There is a battle going on between the bulls and bears surrounding the Aussie and the US dollar. As per the prior analysis, AUD/USD Price Analysis: Bulls take the high road but bears emerge from critical H4 resistance, ''the Aussie has a habit of defying gravity.''
The US dollar rose on Wednesday, holding most of its earlier gains after minutes from the Federal Reserve's May meeting showed that most participants believed a half-percentage-point rate increase would likely be appropriate in June and July.
However, the Aussie bulls have stayed the course and the price continues to stick within the vicinity of the rising wedge formation.
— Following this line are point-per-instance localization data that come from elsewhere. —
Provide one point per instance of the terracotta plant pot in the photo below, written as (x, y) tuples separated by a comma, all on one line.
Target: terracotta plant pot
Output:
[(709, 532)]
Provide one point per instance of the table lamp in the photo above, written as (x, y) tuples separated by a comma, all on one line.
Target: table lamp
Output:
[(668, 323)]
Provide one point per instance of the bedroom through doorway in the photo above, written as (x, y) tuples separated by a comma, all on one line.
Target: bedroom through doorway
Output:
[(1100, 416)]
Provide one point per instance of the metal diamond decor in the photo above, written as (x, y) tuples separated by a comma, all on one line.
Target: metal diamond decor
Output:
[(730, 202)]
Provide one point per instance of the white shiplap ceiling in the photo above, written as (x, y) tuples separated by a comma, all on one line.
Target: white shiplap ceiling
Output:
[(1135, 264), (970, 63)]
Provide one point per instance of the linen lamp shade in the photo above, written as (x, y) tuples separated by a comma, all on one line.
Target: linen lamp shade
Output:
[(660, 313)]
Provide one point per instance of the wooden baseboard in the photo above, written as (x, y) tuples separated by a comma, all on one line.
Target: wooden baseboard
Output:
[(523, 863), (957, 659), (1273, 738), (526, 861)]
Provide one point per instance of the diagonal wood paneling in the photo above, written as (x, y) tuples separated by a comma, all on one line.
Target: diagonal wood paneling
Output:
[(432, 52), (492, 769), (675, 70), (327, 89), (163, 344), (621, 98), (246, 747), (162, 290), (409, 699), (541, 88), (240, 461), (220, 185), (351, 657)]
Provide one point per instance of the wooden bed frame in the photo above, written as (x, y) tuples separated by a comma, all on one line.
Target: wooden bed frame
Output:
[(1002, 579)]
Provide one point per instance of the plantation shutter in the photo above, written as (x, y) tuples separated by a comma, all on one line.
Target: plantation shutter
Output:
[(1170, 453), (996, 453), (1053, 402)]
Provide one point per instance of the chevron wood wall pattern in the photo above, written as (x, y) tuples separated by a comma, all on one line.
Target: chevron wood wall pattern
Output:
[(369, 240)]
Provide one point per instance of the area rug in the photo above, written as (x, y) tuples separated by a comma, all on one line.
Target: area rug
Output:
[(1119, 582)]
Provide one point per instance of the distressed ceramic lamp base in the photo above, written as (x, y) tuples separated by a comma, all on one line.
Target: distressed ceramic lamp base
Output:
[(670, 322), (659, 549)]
It was stated that ''a break of the current resistance would be a significant development. There is a void between there and the 0.73 figure and the price imbalance could well be mitigated.''
On the flip side, it was explained that the bears were ''moving in and repeated failures at this resistance level would be expected to leave the ball in their court. A subsequent break of the next term support would be expected to encourage the bears back to the table and a snowball effect gathering momentum could result in a downside continuation and restest of the counter trendline.''
It was then stated that ''a break of the trendline and a run on sell stops would be expected to result in supply that could push the bulls back to the edge of an abyss at 0.6950,'' as per the following daily chart's analysis:
As illustrated, the bears tried to take control below the rising wedge, but the bulls firmed at horizontal support and have taken the bears back into the channel. The pull of the M-formation was too much for the bears and the bulls are testing the neckline near the current levels at 0.71 the figure. A break here will leave the bulls in good stead for a break of resistance around 0.7135 and a run of 0.7150 could open the way towards 0.7200 and then the 0.7260s and prior highs.